Expecting parents with Amazon baby registries are getting some unexpected gifts.

Amazon sold sponsored product slots that let companies like Johnson & Johnson place ads alongside regular items in baby registries, the Wall Street Journal reported (paywall) Nov. 28. The ads were nearly identical to products picked out by the actual registrants—distinguished only by the word “Sponsored” in small gray text—and tricked friends and family members into purchasing sponsored items without realizing it.

Rana LaPine, 24, of Denver, told the Journal she didn’t realize an Aveeno bath-time set she bought for a friend was an advertisement until it was pointed out by a Journal reporter. “I feel terrible about that and wish I had gotten her something else,” LaPine said. “I usually am good about seeing things marked as ads.”

Can you spot the ad?
Can you spot the ad?
Image: Screenshot from Amazon registry

Amazon has rapidly ramped up its advertising business, and now ranks behind only Google and Facebook in US digital ad revenue. Most of the company’s ad dollars come from preferential product placement on Amazon.com that the company sells to manufacturers, similar to premium spots on the ends of aisles that a marketer might buy in a supermarket.

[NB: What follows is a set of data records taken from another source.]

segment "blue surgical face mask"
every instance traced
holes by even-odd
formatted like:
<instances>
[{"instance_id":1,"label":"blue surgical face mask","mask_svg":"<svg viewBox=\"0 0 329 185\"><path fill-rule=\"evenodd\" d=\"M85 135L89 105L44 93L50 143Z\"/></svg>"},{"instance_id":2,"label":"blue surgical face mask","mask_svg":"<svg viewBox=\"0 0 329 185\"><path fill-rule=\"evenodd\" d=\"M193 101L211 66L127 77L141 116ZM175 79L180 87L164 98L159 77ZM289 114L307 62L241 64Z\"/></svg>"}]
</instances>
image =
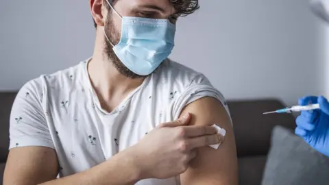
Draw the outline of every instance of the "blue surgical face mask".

In the first nine months of 2018, Amazon booked $6.7 billion in revenue in its “other” segment, which is primarily made up of advertising.

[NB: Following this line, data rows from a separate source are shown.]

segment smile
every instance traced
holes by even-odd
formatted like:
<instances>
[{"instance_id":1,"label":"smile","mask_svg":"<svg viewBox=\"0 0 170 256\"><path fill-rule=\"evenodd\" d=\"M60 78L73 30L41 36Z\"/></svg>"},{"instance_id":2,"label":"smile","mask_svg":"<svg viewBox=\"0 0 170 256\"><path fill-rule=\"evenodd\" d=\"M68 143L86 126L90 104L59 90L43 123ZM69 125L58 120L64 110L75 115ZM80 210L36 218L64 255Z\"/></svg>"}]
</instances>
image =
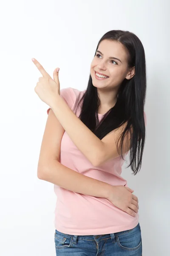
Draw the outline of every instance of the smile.
<instances>
[{"instance_id":1,"label":"smile","mask_svg":"<svg viewBox=\"0 0 170 256\"><path fill-rule=\"evenodd\" d=\"M101 76L101 75L99 75L99 74L96 73L96 71L94 71L94 73L95 78L96 78L96 79L97 79L98 80L104 80L108 78L108 76Z\"/></svg>"}]
</instances>

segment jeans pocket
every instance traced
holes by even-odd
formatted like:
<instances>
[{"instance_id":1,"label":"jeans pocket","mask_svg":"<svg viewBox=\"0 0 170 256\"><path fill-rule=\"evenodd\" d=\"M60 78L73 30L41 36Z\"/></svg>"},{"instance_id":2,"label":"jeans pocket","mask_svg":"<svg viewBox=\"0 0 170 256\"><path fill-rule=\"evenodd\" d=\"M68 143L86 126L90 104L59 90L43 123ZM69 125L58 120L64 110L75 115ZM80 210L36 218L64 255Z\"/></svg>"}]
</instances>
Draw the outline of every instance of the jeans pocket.
<instances>
[{"instance_id":1,"label":"jeans pocket","mask_svg":"<svg viewBox=\"0 0 170 256\"><path fill-rule=\"evenodd\" d=\"M54 241L56 248L62 249L70 247L73 238L66 234L61 233L56 230Z\"/></svg>"},{"instance_id":2,"label":"jeans pocket","mask_svg":"<svg viewBox=\"0 0 170 256\"><path fill-rule=\"evenodd\" d=\"M120 233L115 235L117 244L122 249L135 250L142 246L141 232L139 224L132 229Z\"/></svg>"}]
</instances>

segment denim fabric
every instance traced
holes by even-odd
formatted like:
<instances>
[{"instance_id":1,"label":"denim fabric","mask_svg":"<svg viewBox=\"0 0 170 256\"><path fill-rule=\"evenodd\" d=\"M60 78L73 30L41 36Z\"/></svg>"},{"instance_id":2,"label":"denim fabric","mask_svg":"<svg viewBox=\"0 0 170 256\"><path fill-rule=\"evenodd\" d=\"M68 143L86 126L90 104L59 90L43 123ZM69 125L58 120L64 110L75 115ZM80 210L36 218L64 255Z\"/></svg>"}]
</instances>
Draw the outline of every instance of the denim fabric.
<instances>
[{"instance_id":1,"label":"denim fabric","mask_svg":"<svg viewBox=\"0 0 170 256\"><path fill-rule=\"evenodd\" d=\"M142 256L139 225L105 235L76 236L55 230L57 256Z\"/></svg>"}]
</instances>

While consumers are used to ads showing up in search engines or on routine product lookups on Amazon.com, the baby registry scenario feels different because the sponsored products are being inserted into a private curated list, where consumers aren’t necessarily on the lookout for sponsored content. The ads were even dressed up with a “0 of 1 purchased” line. Target, Walmart, and Bed Bath & Beyond don’t put sponsored items in registries.

The Wall Street Journal reported that Amazon has been placing sponsored ads in baby registries for more than a year. The company calls them “native baby-registry product placements” and sells three per quarter, according to an internal presentation viewed by the Journal, for $500,000 plus an additional spending requirement for the advertiser of $500,000 to $3 million on other Amazon ads.

A spokeswoman for Amazon told the Journal that the sponsored listings are now being phased out.